LanguageTool calls are not optimized

Issue #234 wontfix
Former user created an issue

Original issue 234 created by marcin.milkow... on 2012-05-22T11:24:38.000Z:

The LanguageTool server expects to check large chunks of text; otherwise, the checking could be really slow. On each HTTP query, a JLanguageTool object is created, and this introduces around 40ms additional slowdown.

What steps will reproduce the problem?
1. Start CheckMate for a big file.
2. Start LT GUI on the command line, you will see lots of tiny HTTP queries.

What is the expected output? What do you see instead?

The expected behavior would be to chunk many requests into one (it's enough to use \n\n to split them). It should speed up CheckMate's checks. This is especially important in the upcoming version of LanguageTool that contains spellchecking based on hunspell - creation of suggestions takes a lot of time. I understand this makes LT integration slightly harder, but you need to first run your own rules on the segments, then pass a large chunk to the HTTP server, and sort the results using the segment numbers (mapped onto line numbers).

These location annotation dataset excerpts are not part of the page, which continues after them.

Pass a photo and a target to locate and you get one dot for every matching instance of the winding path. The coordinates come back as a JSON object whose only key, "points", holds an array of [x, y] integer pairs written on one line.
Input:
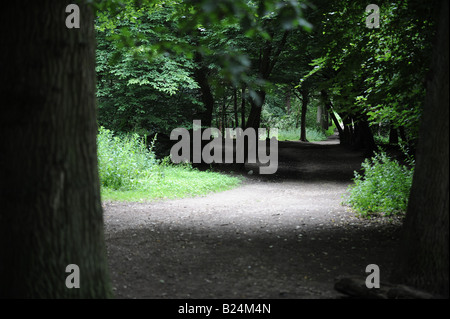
{"points": [[280, 236]]}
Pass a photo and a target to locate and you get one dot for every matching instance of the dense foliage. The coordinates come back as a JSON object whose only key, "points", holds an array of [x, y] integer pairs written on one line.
{"points": [[383, 188], [306, 68], [129, 171]]}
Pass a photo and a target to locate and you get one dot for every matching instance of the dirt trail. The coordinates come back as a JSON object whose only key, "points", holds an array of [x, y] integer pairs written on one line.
{"points": [[279, 236]]}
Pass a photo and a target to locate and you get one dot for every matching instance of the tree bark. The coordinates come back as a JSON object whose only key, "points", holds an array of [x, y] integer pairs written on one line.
{"points": [[201, 77], [305, 100], [266, 65], [243, 107], [51, 212], [424, 250]]}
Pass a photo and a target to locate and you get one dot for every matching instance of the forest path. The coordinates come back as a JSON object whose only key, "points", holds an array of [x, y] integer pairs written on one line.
{"points": [[276, 236]]}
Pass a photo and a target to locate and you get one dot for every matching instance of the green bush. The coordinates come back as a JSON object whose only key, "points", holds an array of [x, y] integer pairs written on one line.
{"points": [[384, 187], [293, 134], [123, 161], [129, 172]]}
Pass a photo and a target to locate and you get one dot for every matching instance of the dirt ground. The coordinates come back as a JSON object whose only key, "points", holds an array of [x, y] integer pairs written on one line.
{"points": [[285, 235]]}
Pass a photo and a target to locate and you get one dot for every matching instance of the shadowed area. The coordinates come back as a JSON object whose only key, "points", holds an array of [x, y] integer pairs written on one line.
{"points": [[285, 235]]}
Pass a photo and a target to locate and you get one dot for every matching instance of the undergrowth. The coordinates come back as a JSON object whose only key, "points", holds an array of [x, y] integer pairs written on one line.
{"points": [[129, 171]]}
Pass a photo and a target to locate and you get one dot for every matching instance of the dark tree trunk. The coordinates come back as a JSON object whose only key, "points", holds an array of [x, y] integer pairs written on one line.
{"points": [[254, 118], [424, 250], [267, 63], [393, 135], [305, 100], [51, 213], [236, 117], [329, 109], [243, 107], [201, 77]]}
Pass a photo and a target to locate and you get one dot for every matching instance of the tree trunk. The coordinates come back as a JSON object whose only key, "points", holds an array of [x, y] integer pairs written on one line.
{"points": [[201, 77], [243, 107], [424, 251], [305, 100], [254, 118], [51, 213], [393, 135], [236, 116]]}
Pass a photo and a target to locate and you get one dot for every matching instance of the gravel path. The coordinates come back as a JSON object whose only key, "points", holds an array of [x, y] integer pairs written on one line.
{"points": [[280, 236]]}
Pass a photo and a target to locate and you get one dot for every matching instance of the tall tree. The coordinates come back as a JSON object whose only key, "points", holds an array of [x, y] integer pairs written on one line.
{"points": [[51, 213], [425, 244]]}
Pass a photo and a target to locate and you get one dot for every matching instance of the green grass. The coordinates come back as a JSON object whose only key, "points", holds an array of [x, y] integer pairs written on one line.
{"points": [[383, 188], [129, 172], [312, 135]]}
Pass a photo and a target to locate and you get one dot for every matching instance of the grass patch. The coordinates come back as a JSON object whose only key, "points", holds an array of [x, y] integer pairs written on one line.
{"points": [[129, 172], [383, 188], [312, 135]]}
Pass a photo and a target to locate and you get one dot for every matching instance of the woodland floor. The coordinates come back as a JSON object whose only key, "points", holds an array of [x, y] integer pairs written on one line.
{"points": [[285, 235]]}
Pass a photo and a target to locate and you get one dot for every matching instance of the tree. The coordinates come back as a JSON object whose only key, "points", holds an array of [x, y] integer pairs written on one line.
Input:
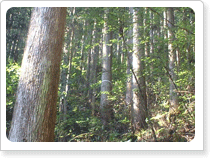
{"points": [[139, 88], [106, 74], [35, 108], [172, 59]]}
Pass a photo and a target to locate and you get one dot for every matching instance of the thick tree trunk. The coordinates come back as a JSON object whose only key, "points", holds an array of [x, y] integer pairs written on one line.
{"points": [[35, 108]]}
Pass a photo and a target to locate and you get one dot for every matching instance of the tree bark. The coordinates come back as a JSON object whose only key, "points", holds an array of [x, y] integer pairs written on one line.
{"points": [[35, 108], [172, 59], [106, 75]]}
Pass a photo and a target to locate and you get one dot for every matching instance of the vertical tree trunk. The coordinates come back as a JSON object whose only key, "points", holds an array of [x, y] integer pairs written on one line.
{"points": [[106, 75], [143, 96], [172, 59], [129, 66], [35, 108]]}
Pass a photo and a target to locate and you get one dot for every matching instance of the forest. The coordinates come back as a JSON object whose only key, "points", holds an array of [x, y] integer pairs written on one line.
{"points": [[100, 74]]}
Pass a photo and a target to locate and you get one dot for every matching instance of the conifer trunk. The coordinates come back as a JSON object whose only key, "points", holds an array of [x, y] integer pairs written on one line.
{"points": [[35, 108]]}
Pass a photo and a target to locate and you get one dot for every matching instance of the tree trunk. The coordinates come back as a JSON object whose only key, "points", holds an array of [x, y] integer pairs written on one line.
{"points": [[35, 108], [129, 67], [172, 59], [106, 75]]}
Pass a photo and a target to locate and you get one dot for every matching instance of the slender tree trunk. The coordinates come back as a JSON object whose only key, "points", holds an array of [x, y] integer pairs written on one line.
{"points": [[129, 96], [105, 108], [172, 60], [139, 87], [35, 108]]}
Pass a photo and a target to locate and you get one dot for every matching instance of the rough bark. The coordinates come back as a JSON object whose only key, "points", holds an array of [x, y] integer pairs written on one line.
{"points": [[172, 59], [35, 108], [129, 67], [106, 75]]}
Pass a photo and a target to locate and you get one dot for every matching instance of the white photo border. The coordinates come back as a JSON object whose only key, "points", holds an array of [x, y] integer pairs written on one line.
{"points": [[195, 144]]}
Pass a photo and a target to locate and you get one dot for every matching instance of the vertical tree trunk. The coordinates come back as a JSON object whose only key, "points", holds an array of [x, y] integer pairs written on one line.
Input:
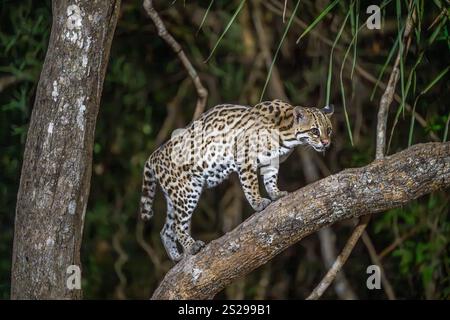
{"points": [[55, 180]]}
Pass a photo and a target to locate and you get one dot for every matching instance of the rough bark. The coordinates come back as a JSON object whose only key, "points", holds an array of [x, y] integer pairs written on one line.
{"points": [[56, 171], [383, 184]]}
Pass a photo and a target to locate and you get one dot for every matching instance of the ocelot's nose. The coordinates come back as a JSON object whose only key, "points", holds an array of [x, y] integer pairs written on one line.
{"points": [[325, 142]]}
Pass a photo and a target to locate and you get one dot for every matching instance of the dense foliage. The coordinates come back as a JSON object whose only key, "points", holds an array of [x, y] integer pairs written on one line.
{"points": [[146, 90]]}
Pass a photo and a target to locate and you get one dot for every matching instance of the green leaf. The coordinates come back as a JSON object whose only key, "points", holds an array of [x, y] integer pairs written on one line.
{"points": [[241, 5], [291, 18], [318, 19]]}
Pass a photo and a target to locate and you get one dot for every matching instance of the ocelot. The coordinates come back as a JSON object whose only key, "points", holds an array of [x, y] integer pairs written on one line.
{"points": [[227, 138]]}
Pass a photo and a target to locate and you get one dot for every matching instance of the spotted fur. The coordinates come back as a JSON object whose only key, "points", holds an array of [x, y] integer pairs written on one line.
{"points": [[225, 139]]}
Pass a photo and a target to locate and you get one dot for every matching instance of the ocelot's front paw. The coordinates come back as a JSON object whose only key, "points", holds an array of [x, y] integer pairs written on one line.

Moreover, the suggestions from the HUNSPELL_RULE are not displayed by CheckMate, neither on the screen, nor in the Quality Check Report. This is unexpected as well.

What version of the product are you using? On what operating system?

Snapshot 0.17, Windows 7 64-bit

Comments (20)

  1. Former user Account Deleted

    Comment [4.](https://code.google.com/p/okapi/issues/detail?id=234#c4) originally posted by mihn... on 2012-07-25T23:58:20.000Z:

    I have also tried calling directly the JLanguageTool API in the languagetool jar. That is blazing fast. Some use cases might still prefer a service, but it might be worth a plugin calling the jar directly (once we have the plugin infrastructure in place?)

  2. Former user Account Deleted

    Comment 5. originally posted by @ysavourel on 2013-02-20T22:11:12.000Z:

    Will port the code into a separate step.

  3. Former user Account Deleted

    Comment 7. originally posted by marcin.milkow... on 2013-03-22T17:59:01.000Z:

    I tried to use the step but I'm not sure how the results could be displayed. It seems that the documents get checked but how do I get the list of warnings and errors?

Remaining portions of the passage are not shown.